Une débureaucratisation ample et profonde est à organiser pour remettre du jeu dans des machines administratives, privées comme publiques, qui menacent de se gripper. Bizarrement, l’omniprésence du numérique n’a fait qu’apporter une rigidité supplémentaire : il est difficile de convaincre un comptable, mais impossible de discuter avec un logiciel. Acceptée voire initiée d’en haut, cette débureaucratisation doit se construire d’en bas, à partir du terrain.
Trois mesures
1. Au lieu de remplacer un fonctionnaire sur deux, éliminer trois formulaires sur quatre : réorienter vers le service des usagers l’énorme masse de travail ainsi économisée.

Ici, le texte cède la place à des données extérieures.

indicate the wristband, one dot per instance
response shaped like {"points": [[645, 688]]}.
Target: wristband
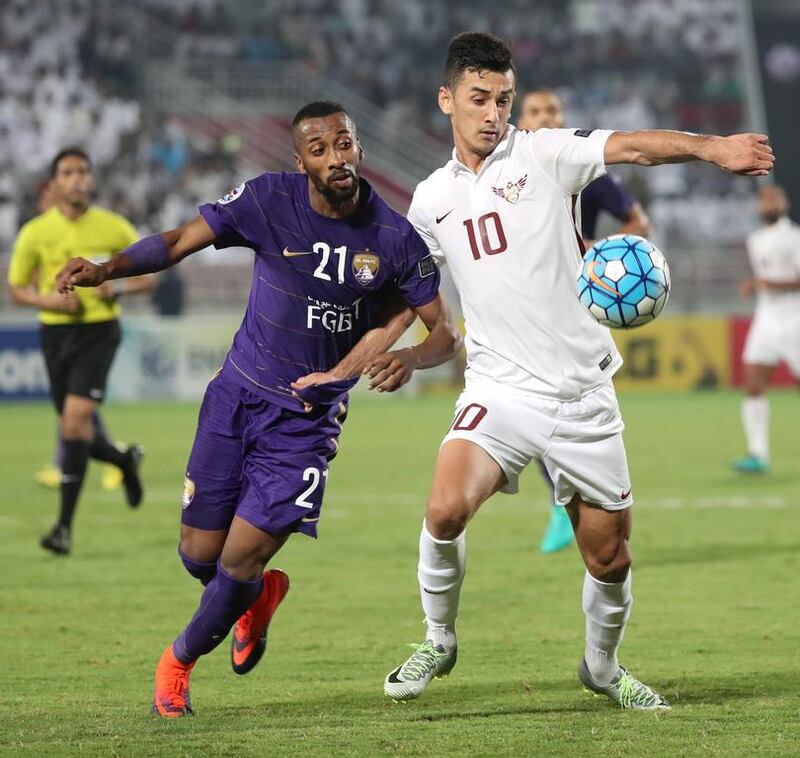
{"points": [[148, 255]]}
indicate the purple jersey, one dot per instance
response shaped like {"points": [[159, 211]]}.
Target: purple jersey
{"points": [[606, 193], [318, 283]]}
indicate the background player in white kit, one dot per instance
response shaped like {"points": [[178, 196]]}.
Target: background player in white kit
{"points": [[538, 381], [774, 335]]}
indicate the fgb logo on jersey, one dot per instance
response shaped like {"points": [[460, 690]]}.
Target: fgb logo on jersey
{"points": [[365, 267], [512, 189], [332, 317]]}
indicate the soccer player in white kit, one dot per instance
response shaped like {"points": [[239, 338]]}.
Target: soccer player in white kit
{"points": [[774, 335], [539, 367]]}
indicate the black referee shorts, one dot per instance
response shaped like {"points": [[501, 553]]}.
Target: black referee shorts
{"points": [[78, 358]]}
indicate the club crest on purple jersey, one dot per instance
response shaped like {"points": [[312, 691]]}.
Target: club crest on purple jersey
{"points": [[365, 267], [188, 492], [512, 189]]}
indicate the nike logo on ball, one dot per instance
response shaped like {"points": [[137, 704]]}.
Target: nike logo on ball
{"points": [[596, 279]]}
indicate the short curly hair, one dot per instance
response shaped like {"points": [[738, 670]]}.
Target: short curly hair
{"points": [[476, 51]]}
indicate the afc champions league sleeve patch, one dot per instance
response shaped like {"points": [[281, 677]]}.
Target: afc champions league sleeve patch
{"points": [[188, 492], [365, 267], [427, 266], [231, 195]]}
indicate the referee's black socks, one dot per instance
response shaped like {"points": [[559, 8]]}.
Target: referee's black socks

2. Faire une avance de confiance aux agents, leur laisser des marges d’adaptation pour agir au mieux dans leur situation particulière, et ne mettre en place des procédures de vérification que là où leurs agissements auront donné lieu à des suspicions d’abus : protéger les lanceurs d’alerte économisera des millions d’euros actuellement dilapidés en méfiance a priori.
3. Accommoder la rigidité des procédures à la taille des agents : accorder un droit à l’opacité pour les petits, tout en imposant aux grands un devoir de transparence.